The world is in “reset” mode. Because of an illness that has spanned the globe, we’re being asked to “shelter in place,” or even to “lock down” – stay in our sanctuaries to protect not only ourselves, but the other people on the planet from a sometimes fatal disease that is sweeping through our communities like wild fire. This self-isolation has an effect, both positive and negative, not only on ourselves, but on those around us – people, plants, animals and the planet itself – and this effect will be long-lasting. Indeed, perhaps even forever in some ways.
Sounds like a sci-fi novel, doesn’t it? One of those cataclysmic events that leads to a horrifying mutation, or a search for a new planet, or a zombie apocalypse. And yet, here we are. In my February 2020 Blog I wrote about how intense weather patterns may be seen as the Mother’s way of cleansing herself from environmental toxins – physical, mental and emotional. I guess she isn’t done quite yet, and more cleansing, this time of Her inhabitants, is necessary. Fortunately, there’s a way to protect ourselves from the current scourge. At this time we’re being asked not to kill zombies, rather just to stay home in a safe environment and wait until the virus plays itself out. It seems, however, that some folks would rather take the zombies than sit home alone!
I’m an introvert. I think that most empaths tend toward introverted, perhaps as a form of self-preservation in an emotionally cacophonous world. It’s no hardship for me to isolate myself – in fact I prefer it most times. I find peace in solitude. I love being around my husband, kids and pets, and I enjoy spending time with a few close friends when I’m able. But I need my alone time, to recharge and renew my Spirit. I need time to think (despite the danger of using that time to worry and let negative thoughts overtake my peace), to rest, to meditate alone. I may even go outside… walking, swimming, or just sitting … but the whole time, I’m “inside.”
As comfortable as I am with what I consider my “privacy,” I think that many more people than not find solitude difficult. Some of my more extroverted friends are having a very hard time sheltering in place during the coronavirus pandemic. Many are alone, either by themselves with their pets, or even with their families (which may be a stressful change in routine), and they’re frightened, unsure of what will happen next. They want to go outside, to be with others – to hug them, shake hands like normal, or even just to get closer than 6 feet from them; to share their worries and process them with people who are going through the same experiences. They need physical connection. For them this is a very challenging and discouraging, maybe even terrifying time. I get that.

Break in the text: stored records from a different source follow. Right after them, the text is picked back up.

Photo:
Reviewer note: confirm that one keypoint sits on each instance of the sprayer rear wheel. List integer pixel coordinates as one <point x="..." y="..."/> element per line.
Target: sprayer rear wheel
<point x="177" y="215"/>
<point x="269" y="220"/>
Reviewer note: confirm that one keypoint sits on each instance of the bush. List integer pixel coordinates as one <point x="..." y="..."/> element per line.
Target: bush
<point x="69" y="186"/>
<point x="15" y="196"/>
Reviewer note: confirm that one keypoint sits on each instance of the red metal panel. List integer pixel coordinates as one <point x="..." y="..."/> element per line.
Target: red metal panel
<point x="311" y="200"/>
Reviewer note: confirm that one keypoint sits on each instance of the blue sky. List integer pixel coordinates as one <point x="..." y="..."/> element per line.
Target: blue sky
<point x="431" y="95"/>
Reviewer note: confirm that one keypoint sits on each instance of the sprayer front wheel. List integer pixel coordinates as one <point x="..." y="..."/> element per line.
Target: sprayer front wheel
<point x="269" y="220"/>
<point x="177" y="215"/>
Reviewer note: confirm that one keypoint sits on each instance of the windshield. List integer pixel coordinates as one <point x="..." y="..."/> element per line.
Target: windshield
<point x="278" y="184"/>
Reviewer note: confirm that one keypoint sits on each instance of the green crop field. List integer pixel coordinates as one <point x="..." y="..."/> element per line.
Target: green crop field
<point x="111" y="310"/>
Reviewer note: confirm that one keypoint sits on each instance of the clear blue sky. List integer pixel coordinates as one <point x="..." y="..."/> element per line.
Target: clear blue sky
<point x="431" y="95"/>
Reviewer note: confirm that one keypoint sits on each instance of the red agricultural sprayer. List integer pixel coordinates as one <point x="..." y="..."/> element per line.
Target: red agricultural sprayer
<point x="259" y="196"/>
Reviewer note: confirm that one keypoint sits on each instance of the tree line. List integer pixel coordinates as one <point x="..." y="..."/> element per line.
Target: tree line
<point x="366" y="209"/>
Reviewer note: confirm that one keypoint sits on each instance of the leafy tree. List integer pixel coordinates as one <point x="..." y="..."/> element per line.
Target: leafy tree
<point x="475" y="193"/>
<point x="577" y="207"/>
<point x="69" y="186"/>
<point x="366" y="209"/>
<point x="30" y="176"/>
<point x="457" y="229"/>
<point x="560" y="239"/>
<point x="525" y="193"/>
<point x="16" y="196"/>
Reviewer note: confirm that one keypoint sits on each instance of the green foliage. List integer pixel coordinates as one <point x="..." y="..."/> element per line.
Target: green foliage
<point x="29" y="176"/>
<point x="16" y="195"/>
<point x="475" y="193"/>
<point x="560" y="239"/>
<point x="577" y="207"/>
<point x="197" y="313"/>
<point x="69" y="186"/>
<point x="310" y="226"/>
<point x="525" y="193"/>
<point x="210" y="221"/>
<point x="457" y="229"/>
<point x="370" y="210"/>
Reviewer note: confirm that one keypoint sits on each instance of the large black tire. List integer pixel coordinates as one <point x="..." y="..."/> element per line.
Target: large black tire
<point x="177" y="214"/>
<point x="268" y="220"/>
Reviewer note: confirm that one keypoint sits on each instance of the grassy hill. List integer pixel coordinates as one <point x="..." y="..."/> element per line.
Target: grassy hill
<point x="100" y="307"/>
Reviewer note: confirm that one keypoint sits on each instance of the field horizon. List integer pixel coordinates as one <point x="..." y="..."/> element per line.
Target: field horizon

Yet for centuries, spiritual leaders from every tradition have taught the benefits of silence and solitude – to empty the self to make room for the divine. With the passage of time, and the prevalence and primacy of technology, communication and connection, we have lost our awareness of the sacredness of silence. We see solitude as a punishment – “Go to your room!”
Our eyes and ears and minds are constantly “plugged in” – sometimes literally – to our world. Social media, talk radio and television, the internet, even music – all are a continual intrusion into the silence of our inner life. Even our books are audible now! We’ve forgotten what it’s like to just… sit. In meditation, solitude and silence, or even a place that’s a bit more quiet. The world is intrusive and loud and relentless. We have let ourselves be caught up in the whirlwind of noise and movement. Our Spirits suffer because of it.
Believe it or not, the BEST thing we can do in times such as these is to be quiet, be introspective, be One with ourselves and the movement of the Universe. Solitude is cherished by many spiritual communities – some who have chosen a religious and/or spiritual life can live days, weeks, months, even years in silent contemplation, filling their spirits with the Universe rather than the material world. Those of us who live in the hustle and bustle slowly shake our heads in amazement and think “I could never do that.” But now some of us are being forced to do just that and slow things down – HARD. To stay at home, to spend time with our families and/or pets (or alone), to turn inward for our strength and our peace. Times of crisis are the Universe’s way of saying – time for a change – time to take stock, appreciate what you have, see the direction of the world and decide whether it would be better… different. And if we decide incorrectly, if we make a decision that we think would be best for us, but is unhealthy for our species (and others) and the planet, the Universe will make the decision for us. She will force us to change, to be more healthy, to wake up.
And wonderful things are happening around us while we take care of ourselves and one another in our sanctuaries. The skies and waterways are clearing themselves of pollution in this pause in our constant global activity. Animals are roaming in places where they were crowded out by droves of human beings. Even some endangered species are beginning to slowly repopulate. Universe strives for balance – always. If you pull WAAAAAAAAAAAAAAY back and look at things from a Spirit’s Eye view, you will notice that things happen in cycles – they undulate like a pulse, meander like a river, ebb and flow like the oceans, rise up and down like our chests with every breath. After a period of relative ease (yes, it’s been getting increasingly difficult for much of the world, and other places seem to be perennially in turmoil, but I mean in general), we are seeing one of those “rollercoaster drops” during which all we can do is hold on (or put up our arms to “grab moonbeams”) and scream.
Stay safe, stay healthy, stay home… and stay “inside.” Namaste.